I know that the fix is probably very simple (albeit not to me), and I will be very grateful if someone could point me in the right direction.
Once again, I apologise if this question has been answered already
Thanks,
Chris.
I am using Python IDLE 3.3.1 on Windows 7 64-bit.
filter() in python 3 does not return a list, but an iterable filter object. Use the next() function on it to get the first filtered item:
bond[bond_index] = old_to_new[sheet.index(next(image)) + 1 ]
There is no need to convert it to a list, as you only use the first value.
Iterable objects like filter() produce results on demand rather than all in one go. If your sheet list is very large, it might take a long time and a lot of memory to put all the filtered results into a list, but filter() only needs to evaluate your lambda condition until one of the values from sheet produces a True result to produce one output.

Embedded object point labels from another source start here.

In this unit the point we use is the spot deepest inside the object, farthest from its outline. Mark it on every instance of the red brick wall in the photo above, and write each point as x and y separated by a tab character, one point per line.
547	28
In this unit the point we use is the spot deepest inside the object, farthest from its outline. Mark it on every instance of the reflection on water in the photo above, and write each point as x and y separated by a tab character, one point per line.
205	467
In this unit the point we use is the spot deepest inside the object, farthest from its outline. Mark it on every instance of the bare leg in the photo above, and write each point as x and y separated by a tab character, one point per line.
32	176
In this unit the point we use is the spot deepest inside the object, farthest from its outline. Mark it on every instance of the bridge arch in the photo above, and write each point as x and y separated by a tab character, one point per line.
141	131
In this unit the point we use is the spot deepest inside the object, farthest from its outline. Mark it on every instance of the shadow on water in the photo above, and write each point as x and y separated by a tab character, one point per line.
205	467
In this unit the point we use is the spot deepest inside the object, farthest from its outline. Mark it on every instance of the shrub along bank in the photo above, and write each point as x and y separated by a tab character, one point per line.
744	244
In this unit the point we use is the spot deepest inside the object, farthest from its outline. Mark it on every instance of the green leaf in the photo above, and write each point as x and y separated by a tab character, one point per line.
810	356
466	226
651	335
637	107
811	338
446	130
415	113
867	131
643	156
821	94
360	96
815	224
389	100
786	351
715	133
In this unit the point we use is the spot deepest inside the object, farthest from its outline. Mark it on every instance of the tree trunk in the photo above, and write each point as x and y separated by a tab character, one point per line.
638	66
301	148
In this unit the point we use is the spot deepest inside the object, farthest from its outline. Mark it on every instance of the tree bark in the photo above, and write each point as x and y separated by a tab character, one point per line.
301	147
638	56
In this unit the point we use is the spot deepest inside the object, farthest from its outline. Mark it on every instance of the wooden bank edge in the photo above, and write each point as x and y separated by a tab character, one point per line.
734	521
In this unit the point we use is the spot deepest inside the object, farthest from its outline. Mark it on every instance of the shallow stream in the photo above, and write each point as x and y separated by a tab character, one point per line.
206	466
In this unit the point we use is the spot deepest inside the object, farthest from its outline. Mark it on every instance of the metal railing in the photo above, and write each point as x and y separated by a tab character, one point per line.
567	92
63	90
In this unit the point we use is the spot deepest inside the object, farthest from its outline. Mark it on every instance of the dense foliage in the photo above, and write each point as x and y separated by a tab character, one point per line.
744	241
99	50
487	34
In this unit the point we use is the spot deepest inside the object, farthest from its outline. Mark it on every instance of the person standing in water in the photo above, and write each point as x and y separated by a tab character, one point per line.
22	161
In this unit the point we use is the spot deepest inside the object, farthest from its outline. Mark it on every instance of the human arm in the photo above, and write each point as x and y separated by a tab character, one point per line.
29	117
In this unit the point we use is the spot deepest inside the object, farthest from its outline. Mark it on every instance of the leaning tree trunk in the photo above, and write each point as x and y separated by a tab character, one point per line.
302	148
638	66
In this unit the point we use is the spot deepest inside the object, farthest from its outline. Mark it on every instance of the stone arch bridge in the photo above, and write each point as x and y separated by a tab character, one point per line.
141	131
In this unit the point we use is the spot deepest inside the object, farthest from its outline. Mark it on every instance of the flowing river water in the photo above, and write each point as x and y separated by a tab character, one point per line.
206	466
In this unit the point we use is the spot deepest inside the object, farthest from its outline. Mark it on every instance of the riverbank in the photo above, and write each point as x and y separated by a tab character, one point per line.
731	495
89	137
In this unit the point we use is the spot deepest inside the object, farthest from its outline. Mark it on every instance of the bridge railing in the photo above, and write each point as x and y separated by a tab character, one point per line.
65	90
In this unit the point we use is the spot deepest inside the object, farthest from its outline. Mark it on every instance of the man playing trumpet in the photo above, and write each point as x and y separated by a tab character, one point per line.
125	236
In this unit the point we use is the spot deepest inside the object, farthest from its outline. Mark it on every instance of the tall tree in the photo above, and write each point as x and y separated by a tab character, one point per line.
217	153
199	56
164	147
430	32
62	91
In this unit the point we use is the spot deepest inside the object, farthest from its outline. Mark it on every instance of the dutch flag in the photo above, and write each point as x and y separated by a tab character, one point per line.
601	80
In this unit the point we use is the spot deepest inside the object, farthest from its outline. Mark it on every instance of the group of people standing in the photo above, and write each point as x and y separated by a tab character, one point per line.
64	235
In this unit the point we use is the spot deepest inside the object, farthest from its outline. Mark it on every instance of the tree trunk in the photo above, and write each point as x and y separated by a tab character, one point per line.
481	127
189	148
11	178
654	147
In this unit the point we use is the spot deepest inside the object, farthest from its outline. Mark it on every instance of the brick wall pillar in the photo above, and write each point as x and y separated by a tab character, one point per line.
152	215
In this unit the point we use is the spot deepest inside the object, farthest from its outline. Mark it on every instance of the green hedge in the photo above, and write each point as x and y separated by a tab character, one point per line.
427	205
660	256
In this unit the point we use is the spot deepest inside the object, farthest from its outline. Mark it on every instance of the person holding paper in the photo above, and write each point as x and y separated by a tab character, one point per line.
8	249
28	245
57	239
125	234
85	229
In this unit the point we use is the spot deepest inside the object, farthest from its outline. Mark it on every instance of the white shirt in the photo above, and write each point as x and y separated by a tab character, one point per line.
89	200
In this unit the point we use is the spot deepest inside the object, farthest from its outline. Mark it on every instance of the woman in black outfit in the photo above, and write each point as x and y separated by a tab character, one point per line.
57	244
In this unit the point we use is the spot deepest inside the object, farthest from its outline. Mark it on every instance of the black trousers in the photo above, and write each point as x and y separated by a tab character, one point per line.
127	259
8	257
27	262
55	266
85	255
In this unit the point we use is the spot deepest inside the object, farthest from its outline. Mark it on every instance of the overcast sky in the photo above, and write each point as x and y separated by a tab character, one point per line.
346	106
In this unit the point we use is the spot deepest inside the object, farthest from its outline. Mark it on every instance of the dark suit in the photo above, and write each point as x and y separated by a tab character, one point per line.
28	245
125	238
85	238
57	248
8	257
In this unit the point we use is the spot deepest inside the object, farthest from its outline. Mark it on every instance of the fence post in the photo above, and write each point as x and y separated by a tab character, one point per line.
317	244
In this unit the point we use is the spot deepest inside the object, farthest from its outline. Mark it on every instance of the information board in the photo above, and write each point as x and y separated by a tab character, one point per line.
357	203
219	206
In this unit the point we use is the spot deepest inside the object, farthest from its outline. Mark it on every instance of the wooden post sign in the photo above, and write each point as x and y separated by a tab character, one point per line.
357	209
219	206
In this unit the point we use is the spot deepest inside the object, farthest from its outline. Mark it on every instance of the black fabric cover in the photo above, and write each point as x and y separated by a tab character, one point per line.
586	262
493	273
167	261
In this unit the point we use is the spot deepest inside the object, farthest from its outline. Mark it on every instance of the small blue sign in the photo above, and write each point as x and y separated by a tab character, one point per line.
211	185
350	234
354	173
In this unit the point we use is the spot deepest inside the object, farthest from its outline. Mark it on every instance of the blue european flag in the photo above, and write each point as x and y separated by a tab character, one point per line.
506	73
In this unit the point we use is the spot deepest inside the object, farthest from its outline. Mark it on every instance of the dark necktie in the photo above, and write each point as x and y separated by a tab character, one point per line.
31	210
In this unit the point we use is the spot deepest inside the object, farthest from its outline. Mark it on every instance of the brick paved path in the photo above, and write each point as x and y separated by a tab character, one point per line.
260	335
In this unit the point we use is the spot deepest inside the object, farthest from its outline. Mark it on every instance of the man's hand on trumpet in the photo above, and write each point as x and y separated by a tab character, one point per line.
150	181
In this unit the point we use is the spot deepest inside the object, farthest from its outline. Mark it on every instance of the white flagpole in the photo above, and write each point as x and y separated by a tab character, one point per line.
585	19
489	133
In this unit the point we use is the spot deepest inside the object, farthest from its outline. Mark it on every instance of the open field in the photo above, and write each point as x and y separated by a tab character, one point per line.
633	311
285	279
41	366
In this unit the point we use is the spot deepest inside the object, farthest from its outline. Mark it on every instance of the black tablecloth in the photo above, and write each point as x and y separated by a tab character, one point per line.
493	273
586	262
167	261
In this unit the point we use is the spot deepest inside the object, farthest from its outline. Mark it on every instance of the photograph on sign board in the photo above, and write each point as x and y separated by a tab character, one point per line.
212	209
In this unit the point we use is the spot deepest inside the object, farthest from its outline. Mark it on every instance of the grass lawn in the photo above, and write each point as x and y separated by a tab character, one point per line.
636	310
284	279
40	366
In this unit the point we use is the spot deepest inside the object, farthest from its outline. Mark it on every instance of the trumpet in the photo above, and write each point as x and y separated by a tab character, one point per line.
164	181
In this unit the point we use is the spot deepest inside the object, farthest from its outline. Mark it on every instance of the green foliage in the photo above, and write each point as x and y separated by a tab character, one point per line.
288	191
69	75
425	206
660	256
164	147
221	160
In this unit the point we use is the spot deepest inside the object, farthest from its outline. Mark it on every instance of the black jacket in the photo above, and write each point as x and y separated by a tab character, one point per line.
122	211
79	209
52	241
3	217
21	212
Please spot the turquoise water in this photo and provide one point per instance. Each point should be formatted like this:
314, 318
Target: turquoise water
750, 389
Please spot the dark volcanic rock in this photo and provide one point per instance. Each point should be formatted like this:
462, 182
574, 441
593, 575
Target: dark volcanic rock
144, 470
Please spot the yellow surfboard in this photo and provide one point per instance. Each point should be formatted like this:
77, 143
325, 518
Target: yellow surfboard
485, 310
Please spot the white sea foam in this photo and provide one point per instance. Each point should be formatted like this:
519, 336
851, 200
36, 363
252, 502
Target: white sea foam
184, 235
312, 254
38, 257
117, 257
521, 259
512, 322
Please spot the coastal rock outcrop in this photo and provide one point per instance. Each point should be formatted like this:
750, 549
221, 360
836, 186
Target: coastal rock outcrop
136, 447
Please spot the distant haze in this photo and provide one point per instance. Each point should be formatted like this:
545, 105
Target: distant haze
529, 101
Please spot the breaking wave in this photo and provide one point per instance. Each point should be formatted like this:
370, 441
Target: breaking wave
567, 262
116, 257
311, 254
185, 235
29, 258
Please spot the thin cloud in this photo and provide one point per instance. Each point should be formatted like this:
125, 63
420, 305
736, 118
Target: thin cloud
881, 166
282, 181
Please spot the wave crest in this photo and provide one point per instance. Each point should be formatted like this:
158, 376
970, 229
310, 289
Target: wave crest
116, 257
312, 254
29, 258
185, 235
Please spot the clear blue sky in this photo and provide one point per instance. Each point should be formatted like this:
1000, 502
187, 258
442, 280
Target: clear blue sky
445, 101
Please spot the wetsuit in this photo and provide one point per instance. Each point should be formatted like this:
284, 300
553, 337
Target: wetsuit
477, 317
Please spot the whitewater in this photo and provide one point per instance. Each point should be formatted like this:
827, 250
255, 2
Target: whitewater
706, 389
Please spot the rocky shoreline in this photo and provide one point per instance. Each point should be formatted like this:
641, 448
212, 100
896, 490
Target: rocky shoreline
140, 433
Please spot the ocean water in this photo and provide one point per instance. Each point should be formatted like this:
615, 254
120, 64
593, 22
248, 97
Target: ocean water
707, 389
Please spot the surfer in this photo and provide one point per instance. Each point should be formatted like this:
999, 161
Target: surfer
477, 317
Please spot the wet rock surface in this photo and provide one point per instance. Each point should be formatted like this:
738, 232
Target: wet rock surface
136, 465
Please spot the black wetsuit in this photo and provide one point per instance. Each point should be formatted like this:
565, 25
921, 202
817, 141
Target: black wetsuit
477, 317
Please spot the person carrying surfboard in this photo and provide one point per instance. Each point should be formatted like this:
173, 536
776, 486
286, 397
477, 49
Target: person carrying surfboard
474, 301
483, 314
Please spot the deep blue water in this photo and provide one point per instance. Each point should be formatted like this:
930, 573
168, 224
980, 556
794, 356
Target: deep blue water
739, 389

You tell the filter() object to scan through sheet for that first value by passing it to the next() function. You could do so multiple times to get multiple values, or use other tools that take iterables to do more complex things; the itertools library is full of such tools. The Python for loop is another such a tool, it too takes values from an iterable one by one.
If you must have access to all filtered results together, because you have to, say, index into the results at will (e.g. because this time your algorithm needed to access index 223, index 17 then index 42) only then convert the iterable object to a list, by using list():
image = list(filter(lambda i: ..., sheet))
The ability to access any of the values of an ordered sequence of values is called random access; a list is such a sequence, and so is a tuple or a numpy array. Iterables do not provide random access.
Use list before filter condtion then it works fine. For me it resolved the issue.
For example
list(filter(lambda x: x%2!=0, mylist))
instead of
filter(lambda x: x%2!=0, mylist)
image = list(filter(lambda i: abs(i[0] - ghost_x) < 1e-2 and abs(i[1] - ghost_y) < 1e-2, sheet))